Pour nous Franc-Maçons hors de tout occultisme ou religion, la parole rituelle et la solennité contribuent a ce que certains appellent « l’égrégore ». En latin, egregius signifie « remarquable, illustre, exceptionnel » mais permettez-moi de préférer la version grecque Celui-ci se trouve aussi bien dans έγρήγορα (égrègora), faire lever, éveiller, réveiller, que dans le verbe dérivé έγρηγοράω (égrègoraô), être éveillé.

En clair donc l’égrégore est cet esprit de groupe, une force partagée qui éveille les consciences, qui libère les esprits et produit une force commune et partagée. C’est le produit du rituel, l’effet qui nous ouvre la voie vers l’introspection libre, qui libère les esprits des contingences du monde profane.
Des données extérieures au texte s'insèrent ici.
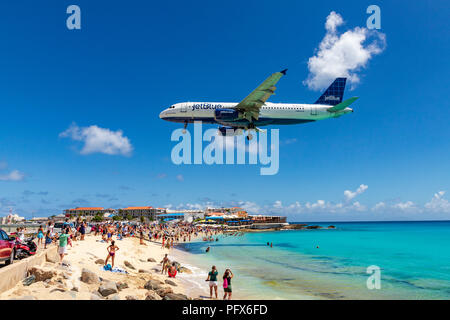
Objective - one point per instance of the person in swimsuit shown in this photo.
(165, 262)
(212, 278)
(48, 239)
(111, 253)
(227, 284)
(172, 271)
(82, 230)
(40, 235)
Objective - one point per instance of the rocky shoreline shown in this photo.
(289, 227)
(81, 276)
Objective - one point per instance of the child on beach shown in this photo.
(40, 235)
(212, 278)
(62, 248)
(172, 271)
(165, 262)
(227, 284)
(111, 253)
(48, 239)
(141, 236)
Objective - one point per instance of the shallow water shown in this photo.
(414, 258)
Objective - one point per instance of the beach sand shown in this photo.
(66, 284)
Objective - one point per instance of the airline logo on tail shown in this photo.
(332, 98)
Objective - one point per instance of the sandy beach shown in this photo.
(142, 262)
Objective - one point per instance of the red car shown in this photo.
(6, 248)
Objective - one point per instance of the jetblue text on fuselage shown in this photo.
(197, 106)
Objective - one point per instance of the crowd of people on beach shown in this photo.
(168, 235)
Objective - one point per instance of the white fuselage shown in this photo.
(270, 113)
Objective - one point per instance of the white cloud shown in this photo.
(14, 175)
(438, 203)
(349, 195)
(342, 55)
(99, 140)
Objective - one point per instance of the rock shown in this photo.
(129, 265)
(144, 271)
(175, 296)
(66, 264)
(88, 276)
(29, 280)
(42, 274)
(153, 285)
(52, 256)
(25, 298)
(185, 270)
(95, 297)
(162, 292)
(107, 288)
(152, 295)
(122, 285)
(177, 265)
(170, 282)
Le tablier que porte l’apprenti est l’emblème du Travail tant manuel qu’intellectuel.
Ceci m’amène au titre de notre Loge: «  liberté par le travail ». Le travail intellectuel qui libère la conscience, libère l’homme de la dépendance des autres hommes ou de lui-même. Le travail en loge s’appuie sur le rituel qui contribue à libérer le Franc-Maçon de tout dogmatisme extérieur mais aussi de le libérer de ses propres contraintes par cette expérience intime qu’on appelle véritable secret maçonnique puisque impossible à communiquer à l’extérieur si on le l’a pas vécu soi même.
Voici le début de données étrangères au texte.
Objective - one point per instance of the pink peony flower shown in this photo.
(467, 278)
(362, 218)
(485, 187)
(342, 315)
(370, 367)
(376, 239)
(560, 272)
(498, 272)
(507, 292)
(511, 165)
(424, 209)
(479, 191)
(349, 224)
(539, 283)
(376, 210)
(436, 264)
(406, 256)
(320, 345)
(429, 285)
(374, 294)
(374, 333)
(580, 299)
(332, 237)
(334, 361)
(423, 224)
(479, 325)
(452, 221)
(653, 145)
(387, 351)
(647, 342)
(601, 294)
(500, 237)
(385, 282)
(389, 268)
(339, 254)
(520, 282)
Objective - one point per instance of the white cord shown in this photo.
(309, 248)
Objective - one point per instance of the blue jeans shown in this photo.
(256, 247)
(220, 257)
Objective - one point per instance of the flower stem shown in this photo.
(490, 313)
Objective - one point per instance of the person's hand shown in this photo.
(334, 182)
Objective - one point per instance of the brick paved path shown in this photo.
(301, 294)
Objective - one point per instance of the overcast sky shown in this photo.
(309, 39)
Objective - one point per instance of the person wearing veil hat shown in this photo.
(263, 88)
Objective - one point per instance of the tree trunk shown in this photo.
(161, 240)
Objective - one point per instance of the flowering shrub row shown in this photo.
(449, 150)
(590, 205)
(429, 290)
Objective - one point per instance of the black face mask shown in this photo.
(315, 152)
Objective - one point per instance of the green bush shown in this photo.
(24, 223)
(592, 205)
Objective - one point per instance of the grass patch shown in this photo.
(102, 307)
Le rituel est l’outil qui permet au Maçon d’ouvrir les yeux pour voir la lumière, cette lumière que chacun peut voir à condition de la mériter, à condition de faire l’effort de rechercher en lui-même cette étincelle.
Je terminerai donc par cette citation de Kant: « Les lumières c’est la sortie de l’homme hors de l’état de tutelle dont il est lui-même responsable ».